Camera poses represent transforms from the camera frame to the world frame.
Format Comparison
EVIMO2v1 vs EVIMO2v2
Many important improvements to the data generation pipeline that transforms raw recordings to released data were made in order to release EVIMO2v2. These changes include:
All camera’s data’s timestamps are synchronized to a common source (Vicon)
Event camera ground truths are synchronized and jitter is eliminated up to numercial precision
Classical camera’s ground truth jitter is eliminated up to numerical precision
Classical camera’s image data is kept when there is no ground truth due to Vicon occlusion
A redesigned NPZ format greatly reduces loading time without requiring excessive disk usage
Events are not filtered when copied out of the
raw
recordingsSeveral sequences with no usable data were deleted
Sequences were split into several sub-sequences satisfying:
Gaps in ground truth depth/mask have a duration of at most 1 second
All sub-sequences are at least 0.4 seconds long
EVIMO2v2 TXT vs EVIMO2v2 NPZ
Decompressed, the EVIMO2v2 NPZ format requires 525 GB of space of which 271 GB is for the RGB camera and 255 GB is for the three DVS cameras.
Decompressed, the TXT format requires 842 GB of space of which 212 GB is for the RGB camera and 631 GB is for the three DVS cameras.
The EVIMO2v2 NPZ format supports memory mapping the event arrays from disk.
The TXT format requires parsing the events.txt
file, which can tens of seconds per sequence.
The TXT format decompresses to about 471,000 files. The npz format decompresses to 4,700 files.
EVIMO, EVIMO2v1 NPZ vs EVIMO2v2 NPZ
EVIMO and EVIMO2v1 compressed the entire dataset into a single .npz
file. Inside this .npz
there are archives for the depth, masks, events, and conventional images. To access any of this data the entire depth, mask, events, or conventional archives must be decompressed into RAM (by numpy) or onto disk (manually by the user). This can take several minutes for each sequence and requires the user to either have upwards of 64GB of RAM (to hold a decompressed sequence) or multiple TB of disk space (to store all sequences decompressed at once).

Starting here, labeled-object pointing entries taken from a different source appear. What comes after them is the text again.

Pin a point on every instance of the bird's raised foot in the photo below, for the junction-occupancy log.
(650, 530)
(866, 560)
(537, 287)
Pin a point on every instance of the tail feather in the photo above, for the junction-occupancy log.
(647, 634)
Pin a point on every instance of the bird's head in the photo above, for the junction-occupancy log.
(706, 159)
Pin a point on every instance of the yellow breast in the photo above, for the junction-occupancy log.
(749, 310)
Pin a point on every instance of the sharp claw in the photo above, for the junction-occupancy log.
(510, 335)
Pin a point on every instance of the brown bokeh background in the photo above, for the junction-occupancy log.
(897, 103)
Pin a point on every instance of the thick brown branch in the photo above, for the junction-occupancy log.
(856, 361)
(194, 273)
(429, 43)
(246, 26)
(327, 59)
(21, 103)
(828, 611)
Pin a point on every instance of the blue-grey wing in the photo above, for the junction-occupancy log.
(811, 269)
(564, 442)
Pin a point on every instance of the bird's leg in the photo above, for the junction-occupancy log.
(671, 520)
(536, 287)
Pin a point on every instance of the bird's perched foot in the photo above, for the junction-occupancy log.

EVIMO2v2 introduces a new NPZ format with two major changes. These changes eliminate long sequence load times and while preventing excessive disk usage. First, depth, masks, and conventional images are compressed frame by frame so that only the frame being currently used needs to be decompressed and stored in RAM. Second, events are stored uncompressed with the minimum width data type. Because the events are stored in a decompressed format, the arrays can be memory mapped so that only the portions of the events currently in use need to be stored in RAM.